Non-interactive flags

If you’re scripting the install (CI, Dockerfile, dotfile bootstrap), pass everything as flags:
npx -y @voightxyz/sdk init \
  --privacy=standard \
  --key=vk_aBcD... \
  --agent=production-chat-api
Reads VOIGHT_KEY and VOIGHT_PRIVACY from env too if you’d rather not pass them inline. Refuses to write anything if the key validation fails — same safety as the interactive flow.
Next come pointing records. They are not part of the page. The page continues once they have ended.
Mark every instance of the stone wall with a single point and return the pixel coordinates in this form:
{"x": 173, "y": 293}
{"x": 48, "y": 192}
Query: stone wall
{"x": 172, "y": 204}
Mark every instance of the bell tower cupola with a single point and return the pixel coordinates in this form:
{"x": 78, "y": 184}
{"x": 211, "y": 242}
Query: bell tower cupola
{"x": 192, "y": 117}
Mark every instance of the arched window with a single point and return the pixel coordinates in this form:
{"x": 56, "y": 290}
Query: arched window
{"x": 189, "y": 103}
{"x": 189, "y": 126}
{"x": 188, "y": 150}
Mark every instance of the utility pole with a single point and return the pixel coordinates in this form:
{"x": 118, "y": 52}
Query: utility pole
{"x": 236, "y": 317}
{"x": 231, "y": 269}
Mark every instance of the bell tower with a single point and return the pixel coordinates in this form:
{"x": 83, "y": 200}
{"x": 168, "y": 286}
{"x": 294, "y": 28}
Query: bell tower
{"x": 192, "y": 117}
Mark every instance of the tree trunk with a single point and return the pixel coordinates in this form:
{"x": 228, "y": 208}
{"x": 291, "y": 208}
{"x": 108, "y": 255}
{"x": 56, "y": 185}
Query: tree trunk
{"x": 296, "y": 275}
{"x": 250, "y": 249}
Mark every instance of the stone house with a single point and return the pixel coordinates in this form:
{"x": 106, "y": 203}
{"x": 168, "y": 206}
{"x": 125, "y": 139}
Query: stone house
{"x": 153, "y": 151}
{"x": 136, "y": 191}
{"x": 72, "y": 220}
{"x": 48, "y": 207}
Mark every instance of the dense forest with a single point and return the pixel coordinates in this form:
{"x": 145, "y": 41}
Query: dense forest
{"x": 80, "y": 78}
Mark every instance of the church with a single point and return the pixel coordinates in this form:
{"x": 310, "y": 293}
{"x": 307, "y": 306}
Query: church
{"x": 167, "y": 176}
Manual install (skip the wizard)

The wizard is convenience, not requirement. If you’d rather wire things up by hand, the OpenAI SDK and Anthropic SDK pages walk through the same install — npm install, wrap your client, set VOIGHT_KEY. Three commands, no wizard.

Troubleshooting

The wizard only operates on projects that already use one of those SDKs. If you’re in a monorepo, cd into the app folder first (e.g. cd apps/web). If your project doesn’t use either yet, install the provider SDK first:
npm install openai
npm install @anthropic-ai/sdk
Then re-run the wizard.
The key you pasted isn’t recognised by api.voight.xyz. Common causes:
  • Typo in the paste — Voight keys start with vk_ and are about 50 characters
  • The key was revoked — check dashboard/settings and generate a new one
  • Wrong key entirely (e.g. you pasted an OpenAI key by mistake)
Fix and re-run — no files were written.
The wizard refuses to overwrite an existing file. Either move it aside (mv src/lib/voight.ts src/lib/voight.ts.bak) or delete it, then re-run.
Not an error — the wizard leaves your existing VOIGHT_KEY alone instead of overwriting it. If you genuinely want to rotate the key, edit .env.local manually.
The wizard picks the package manager whose lockfile it sees first (pnpm → yarn → bun → npm). If you have stale lockfiles from a previous tool, delete them. The wizard never runs the install itself — you can always run pnpm add ... / yarn add ... / bun add ... regardless of what the wizard printed.

Safety guarantees

init is implemented in src/init.ts of @voightxyz/sdk with zero edits to the existing setup, hook, or any other module. It cannot affect users running setup or hook because:
  • The CLI dispatches by sub-command name (setup / init / hook) — the setup branch runs first and returns before reaching init.
  • init.ts has no imports from setup.ts. There’s no shared mutable state, no shared global config.
  • init writes only inside process.cwd() — no homedir() calls, no ~/.config paths. The shape is enforced by the test suite (256 tests, including a structural assertion that init never produces a write path outside cwd).